Jetzt ist Schluss: Das "Königreich Deutschland" verboten, der "Oberste Souverän" Peter Fitzek verhaftet. Sage und schreibe 13 Jahre lang durfte der Fantasiestaat in Deutschland sein Unwesen treiben – "Deutsche Heilfürsorge", "Gemeinwohlkasse", "Königliche Reichsbank" –, die Parallelstrukturen nahmen immense Ausmaße an.

Mit dem "Königreich" wurden 36 "Teilorganisationen" sowie 85 Homepages und Social-Media-Kanäle verboten. Mit eigenen Ausweisdokumenten, eigenen Gesetzen und eigener Währung stellte der fiktive Staat die Legitimität der Bundesrepublik in Frage. Mehr noch: Er versuchte, ihre Legitimität zu untergraben. Das Innenministerium spricht von einem "Gegenstaat".

Längst war das "Königreich Deutschland" die größte Organisation des "Reichsbürger"-Milieus. Der Fantasiestaat hatte, nach eigenen Angaben, etwa 6.000 Anhänger:innen, denen Fitzek erlaubte, "Betriebe im KRD" zu gründen. Für deren Gründung war die hauseigene "Gemeinwohlkasse" zuständig, die von sich selbst behauptete, "für ein neues, dauerhaft stabiles und unabhängiges Geld-, Finanz- und Bankenwesen" zu stehen.

Zuletzt schrieb die "Gemeinwohlkasse" im Netz, mehrere "Ein- und Auszahlungsstellen" in Baden-Württemberg zu betreiben. Eine dieser "Repräsentanzen" war in Bad Mergentheim, einer beschaulichen Kurstadt mit 12.500 Einwohner:innen im Main-Tauber-Kreis.

"Kalla Lebensquelle" bot germanische Medizin

In Baden-Württemberg waren auch mehrere "Betriebe" des "Königreichs Deutschland" tätig. Wie das Landesamt für Verfassungsschutz auf Anfrage mitteilt, eine "niedrige zweistellige Zahl". Ein Pressesprecher erklärt, die Auflistung jener "Betriebe" sei "als Verschlusssache eingestuft und kann daher nicht veröffentlicht werden".
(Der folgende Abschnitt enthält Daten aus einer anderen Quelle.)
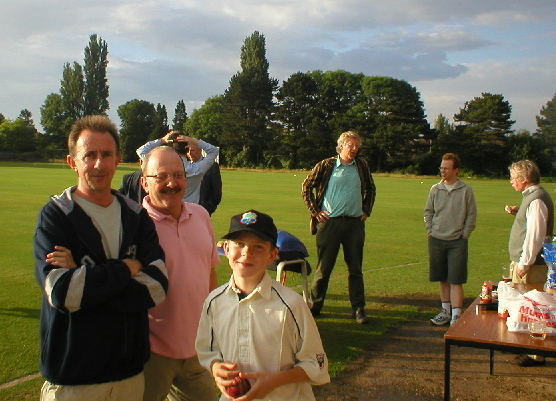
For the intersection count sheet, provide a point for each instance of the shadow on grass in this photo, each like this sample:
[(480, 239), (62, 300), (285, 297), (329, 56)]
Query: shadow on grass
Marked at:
[(344, 340), (21, 312)]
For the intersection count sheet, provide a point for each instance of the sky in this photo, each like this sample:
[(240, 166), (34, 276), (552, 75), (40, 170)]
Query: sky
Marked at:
[(163, 51)]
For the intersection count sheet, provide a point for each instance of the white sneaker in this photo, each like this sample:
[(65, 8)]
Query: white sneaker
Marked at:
[(454, 320), (442, 318)]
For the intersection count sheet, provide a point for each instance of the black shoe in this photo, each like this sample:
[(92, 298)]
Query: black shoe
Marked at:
[(526, 361), (360, 316)]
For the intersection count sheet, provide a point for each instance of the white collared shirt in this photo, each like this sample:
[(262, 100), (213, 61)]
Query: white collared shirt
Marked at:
[(269, 330)]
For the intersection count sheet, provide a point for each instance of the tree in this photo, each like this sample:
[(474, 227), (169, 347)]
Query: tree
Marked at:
[(26, 116), (96, 84), (483, 130), (83, 91), (248, 106), (96, 89), (137, 118), (53, 119), (17, 136), (180, 117), (71, 90), (397, 117), (160, 123), (206, 122)]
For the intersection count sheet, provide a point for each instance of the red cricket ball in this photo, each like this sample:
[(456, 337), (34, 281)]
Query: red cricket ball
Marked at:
[(238, 387)]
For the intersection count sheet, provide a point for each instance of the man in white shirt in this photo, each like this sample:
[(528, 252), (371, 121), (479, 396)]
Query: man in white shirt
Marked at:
[(534, 219)]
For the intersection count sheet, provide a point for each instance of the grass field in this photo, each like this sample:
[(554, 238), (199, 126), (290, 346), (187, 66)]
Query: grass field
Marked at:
[(395, 253)]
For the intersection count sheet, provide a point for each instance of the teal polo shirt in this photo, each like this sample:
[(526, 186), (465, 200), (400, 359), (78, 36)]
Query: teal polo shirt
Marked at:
[(343, 194)]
Nach Kontext-Recherchen war ein "Betrieb" mit dem Namen "Kalla Lebensquelle" in Bad Mergentheim ansässig. Die Inhaberin, Karolin G., wohnt am Stadtrand. An ihrem Briefkasten hing zwischenzeitlich ein kleiner Aufkleber mit der Aufschrift "KALLA LEBENSQUELLE / Ein Betrieb im KRD".
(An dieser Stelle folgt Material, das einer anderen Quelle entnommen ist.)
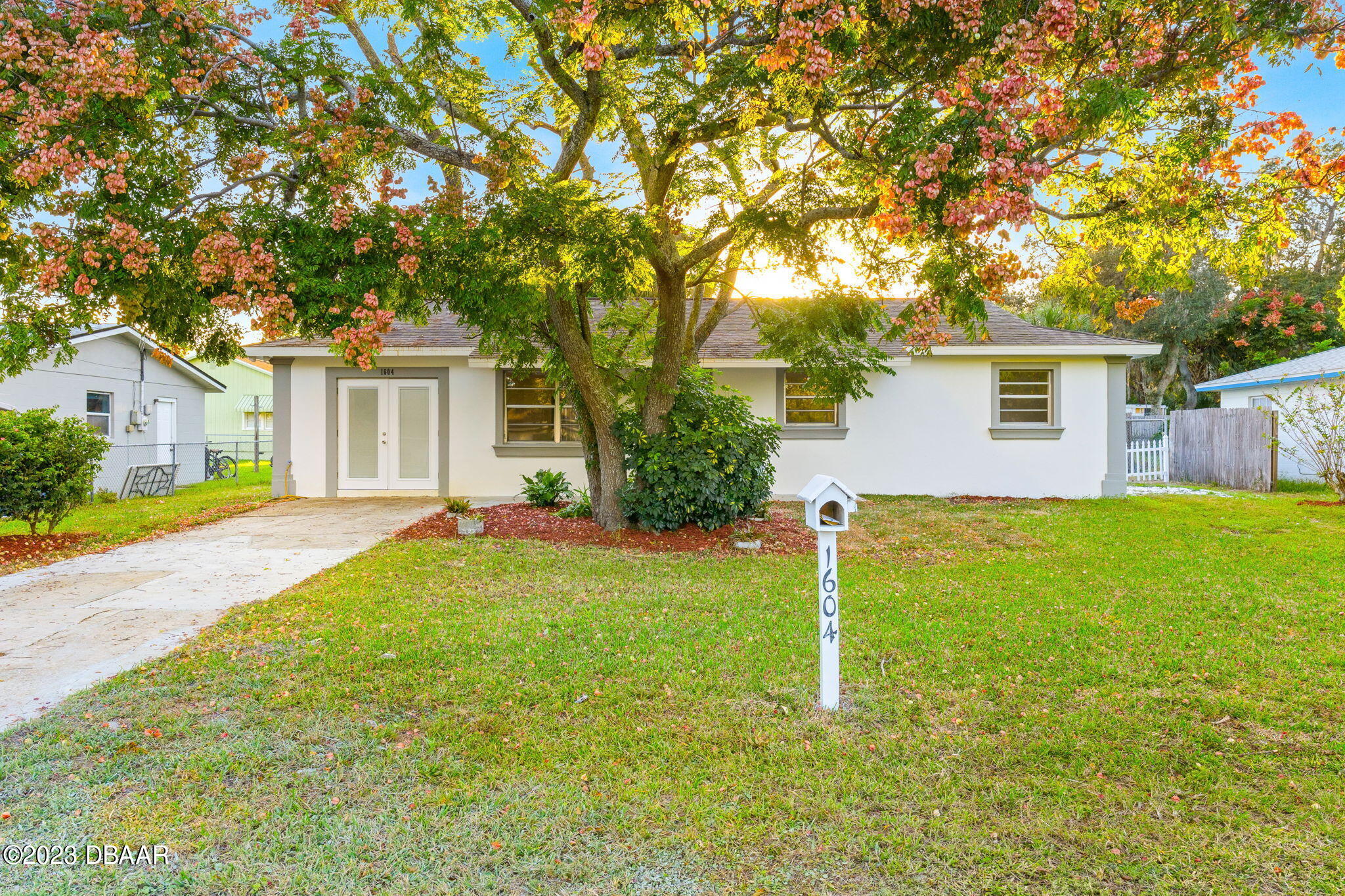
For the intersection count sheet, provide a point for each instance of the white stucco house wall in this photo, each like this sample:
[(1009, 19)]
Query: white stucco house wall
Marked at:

Die "Kalla Lebensquelle" bot – auf Basis der "Germanischen Neuen Medizin" nach Ryke Geerd Hamer (1935 bis 2017) – Gespräche, Seminare und Vorträge an. Hamer lehrte jahrzehntelang, Krebs entstehe durch seelische Konflikte. Zum Beispiel durch den Tod eines Freundes oder Verwandten. Hamer empfahl, die Konflikte durch therapeutische Gespräche zu lösen.

Die Deutsche Krebsgesellschaft erklärt, die Behauptung Hamers, Krankheiten wie Krebs seien Ergebnis seelischer Konflikte, sei nicht belegt. Belegt seien dagegen etliche Fälle, in denen Menschen der "Germanischen Neuen Medizin" zum Opfer gefallen und gestorben sind. Deshalb sei die Pseudomedizin "mit allem Nachdruck als gefährlich und unethisch zurückzuweisen".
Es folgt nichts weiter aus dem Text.